Monday night during the regular meeting of the Bertie County Commissioners, a group of senior citizens came seeking help in saving a health and wellness program that has been active in the county for 20 years.
“As you probably already know, the budget crisis in North Carolina has caused the elimination of Community Service Support grants,” said Mary Davis, a spokesperson for the group. “A portion of those grants, through Martin Community College and Roanoke Chowan Community College, funded the Health and Wellness program in its entirety. With those grants no longer available, the entire program is in serious jeopardy.”
Davis said the senior citizens were asking the county to help them keep the program going.
“These seniors have shouldered much of the financial burdens of the county for decades,” she said. “They now ask you, as their elected representatives, to assist them in retaining a program that has become vital to their health and well-being.”
The program has two locations, in Windsor and in Colerain. The Windsor location was funded by grants through Martin Community College and the one in Colerain was funded by a grant through RCCC.
The estimated cost of the program is approximately $9,000 per year, but Davis said those funds were well worth the expenditure.
“The total cost to continue Health and Wellness is $750 per month and, in all likelihood, that amount is only a fraction of what it saves the county in additional health costs,” Davis stressed.
The spokesperson also said the seniors were willing to help with the costs as much as possible, but that some of them could not afford even a token amount.
“It would be a disaster for them to have to leave the program because they had to choose between it and other necessities,” Davis said. “Therefore, to be blunt, your assistance is vital. We ask you for your serious and thoughtful consideration.”
Bertie County Manager Zee Lamb said he had become aware of the situation through telephone calls from some commissioners who were concerned.
“My estimate was about $9,000 or $10,000 per year,” Lamb said. “That is in line with the figure they have given you.”
Lamb said the situation was one that had become all too common with local officials trying to pick up expenditures the state had declined to pay.
“This is another example of the state withdrawing funding and leaving it on the local government,” he said. “Eventually these unfunded mandates will leave the commissioners, who haven’t raised taxes in nine years, with no choice but to look at that possibility.”
Lamb said the board was, however, concerned about the program.

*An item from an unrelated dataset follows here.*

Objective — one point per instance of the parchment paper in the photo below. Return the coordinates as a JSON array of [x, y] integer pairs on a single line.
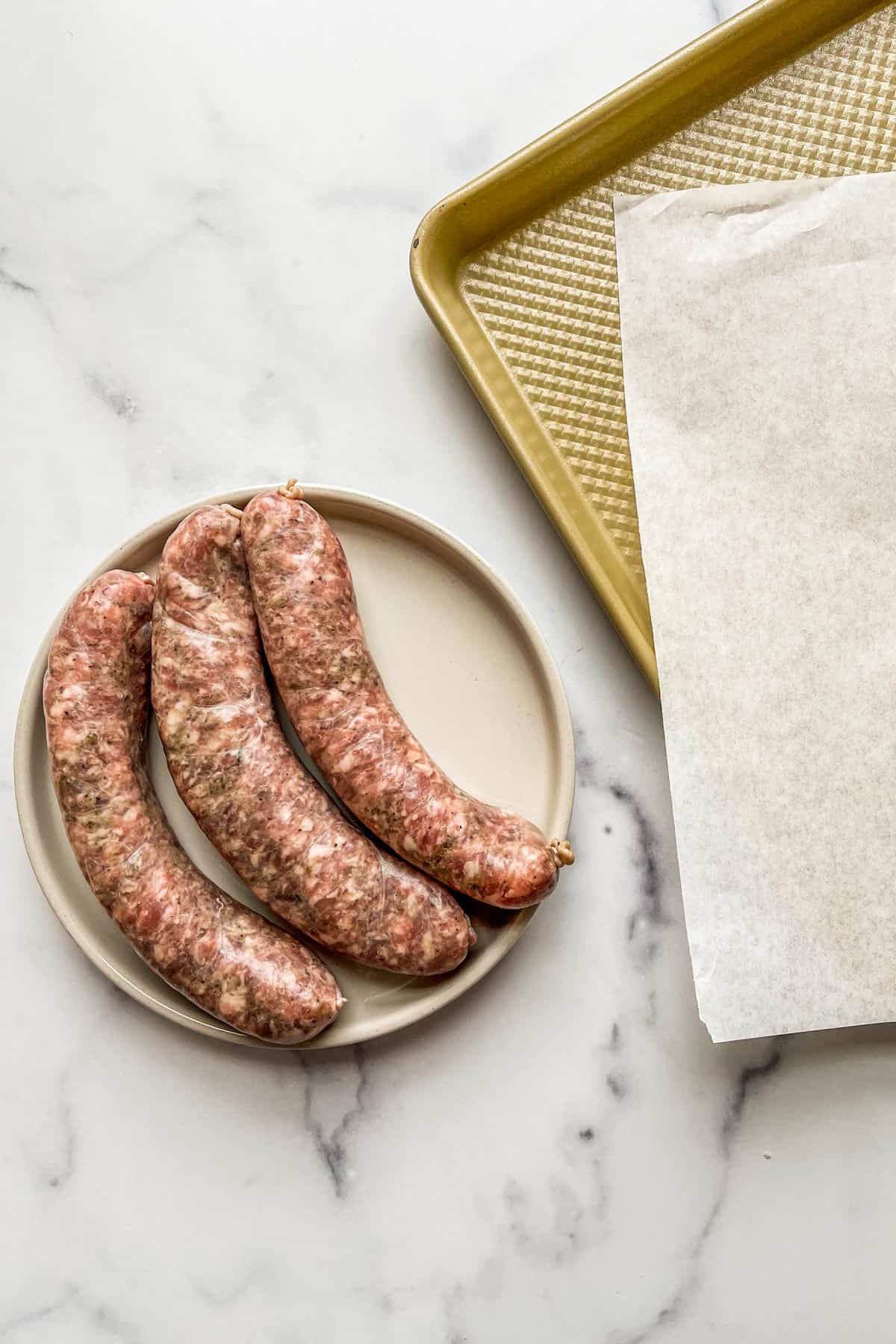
[[759, 349]]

He also said if the county took over the funding of the program, it would likely need to be moved from the Bertie Council on Aging to the Bertie County Recreation Department for administrative purposes only. The decision was made to research the program and make sure that was possible.
After the discussion, Commissioner J. Wallace Perry made the motion to provide $9,000 in funding for the health and wellness classes with Commissioner Rick Harrell offering a second. It passed by a unanimous vote.
As the group offered their thanks to the board, Commissioner Charles Smith reminded them they had friends sitting there.
“You should have known when you walked in and saw that three of us were senior citizens, you were okay,” Smith said.
Several of the seniors took time to personally thank the board before they left the meeting.